Reverse false claims: The DOJ has somewhat recently started prosecuting "reverse false claims," which is a failure to return overpayments (made by the federal government) within the 60 day time frame imposed in 2010 by the Affordable Care Act (ACA). The ACA added a requirement that all overpayments be returned to the government within sixty days of when the claim is "identified" and created FCA liability for failing to do so. It is unclear when an overpayment is "identified," i.e., it could be when it is discovered or when it is quantified. The Centers for Medicare and Medicaid Services (CMS) has issued proposed rules on the subject, and there is a case pending in the U.S. District Court for the Southern District of New York that may shed additional light.

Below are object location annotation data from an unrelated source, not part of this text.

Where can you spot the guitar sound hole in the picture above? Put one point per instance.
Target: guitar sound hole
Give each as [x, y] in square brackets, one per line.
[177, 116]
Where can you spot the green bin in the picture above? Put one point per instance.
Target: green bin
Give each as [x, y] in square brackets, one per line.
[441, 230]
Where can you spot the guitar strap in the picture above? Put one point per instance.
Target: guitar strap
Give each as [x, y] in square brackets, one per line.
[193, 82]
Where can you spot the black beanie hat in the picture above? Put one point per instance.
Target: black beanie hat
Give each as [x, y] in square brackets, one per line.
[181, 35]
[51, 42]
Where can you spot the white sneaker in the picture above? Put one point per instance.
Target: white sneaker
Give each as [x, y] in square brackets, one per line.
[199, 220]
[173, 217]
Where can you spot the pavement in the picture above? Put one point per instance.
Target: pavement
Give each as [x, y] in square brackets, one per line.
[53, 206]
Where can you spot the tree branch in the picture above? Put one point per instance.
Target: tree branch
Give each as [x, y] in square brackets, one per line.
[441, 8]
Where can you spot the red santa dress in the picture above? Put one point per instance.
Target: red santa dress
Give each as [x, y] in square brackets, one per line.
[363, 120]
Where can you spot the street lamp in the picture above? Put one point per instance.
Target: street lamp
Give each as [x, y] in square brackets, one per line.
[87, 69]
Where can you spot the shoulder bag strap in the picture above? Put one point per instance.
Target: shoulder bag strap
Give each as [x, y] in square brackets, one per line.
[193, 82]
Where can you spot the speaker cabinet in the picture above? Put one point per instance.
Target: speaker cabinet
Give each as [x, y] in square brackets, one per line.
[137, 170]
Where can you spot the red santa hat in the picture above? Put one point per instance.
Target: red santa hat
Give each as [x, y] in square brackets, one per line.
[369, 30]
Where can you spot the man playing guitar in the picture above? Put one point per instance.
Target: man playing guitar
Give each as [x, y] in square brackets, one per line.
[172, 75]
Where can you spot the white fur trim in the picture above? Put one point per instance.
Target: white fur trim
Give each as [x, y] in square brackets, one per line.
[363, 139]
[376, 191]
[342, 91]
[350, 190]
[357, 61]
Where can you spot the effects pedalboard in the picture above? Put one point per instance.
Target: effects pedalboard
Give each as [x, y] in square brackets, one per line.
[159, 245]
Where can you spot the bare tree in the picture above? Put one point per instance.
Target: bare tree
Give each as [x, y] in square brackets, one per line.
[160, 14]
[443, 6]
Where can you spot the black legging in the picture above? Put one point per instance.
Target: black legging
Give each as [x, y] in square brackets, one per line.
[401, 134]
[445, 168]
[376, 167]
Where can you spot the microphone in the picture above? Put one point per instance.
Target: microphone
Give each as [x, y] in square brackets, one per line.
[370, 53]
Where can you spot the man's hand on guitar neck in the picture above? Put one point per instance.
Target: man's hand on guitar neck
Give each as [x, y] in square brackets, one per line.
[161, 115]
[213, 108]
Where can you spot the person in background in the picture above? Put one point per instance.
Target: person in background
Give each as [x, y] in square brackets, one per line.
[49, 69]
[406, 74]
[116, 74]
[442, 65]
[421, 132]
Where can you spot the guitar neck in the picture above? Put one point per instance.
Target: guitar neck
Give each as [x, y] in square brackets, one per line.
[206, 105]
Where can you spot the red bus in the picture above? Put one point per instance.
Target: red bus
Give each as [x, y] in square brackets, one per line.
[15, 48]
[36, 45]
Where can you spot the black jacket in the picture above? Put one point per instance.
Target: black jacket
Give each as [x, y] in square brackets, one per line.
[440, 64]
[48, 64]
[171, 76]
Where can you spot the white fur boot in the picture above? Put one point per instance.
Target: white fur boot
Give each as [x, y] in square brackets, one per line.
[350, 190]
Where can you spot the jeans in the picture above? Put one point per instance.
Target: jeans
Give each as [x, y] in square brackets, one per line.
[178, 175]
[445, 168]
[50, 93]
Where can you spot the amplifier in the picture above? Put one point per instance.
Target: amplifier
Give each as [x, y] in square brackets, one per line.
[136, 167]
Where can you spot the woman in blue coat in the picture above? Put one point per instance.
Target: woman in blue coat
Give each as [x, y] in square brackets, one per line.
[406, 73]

It has always been somewhat of a delicate dance whether attorney-client privileged communications are accessible to the government in an FCA investigation or litigation. Recent case law has tended to define the scope of privilege increasingly more narrowly, although this determination is highly fact-specific.
Key take-aways for in-house counsel
Ensure your department and any compliance function of your company is well aware of the FCA if your business touches the health care industry or federal government payors.
Carefully protect communications with your internal clients to maximize the chances of protection. Document and label all compliance-related communications with counsel as “attorney-client privileged” and try to keep the scope of any such communications limited to only privileged matters.
Control compliance information within your company to minimize the likelihood of whistleblowers.
If your business involves claims for health care services to be reimbursed by federal government payors, implement and update your billing compliance programs and audits.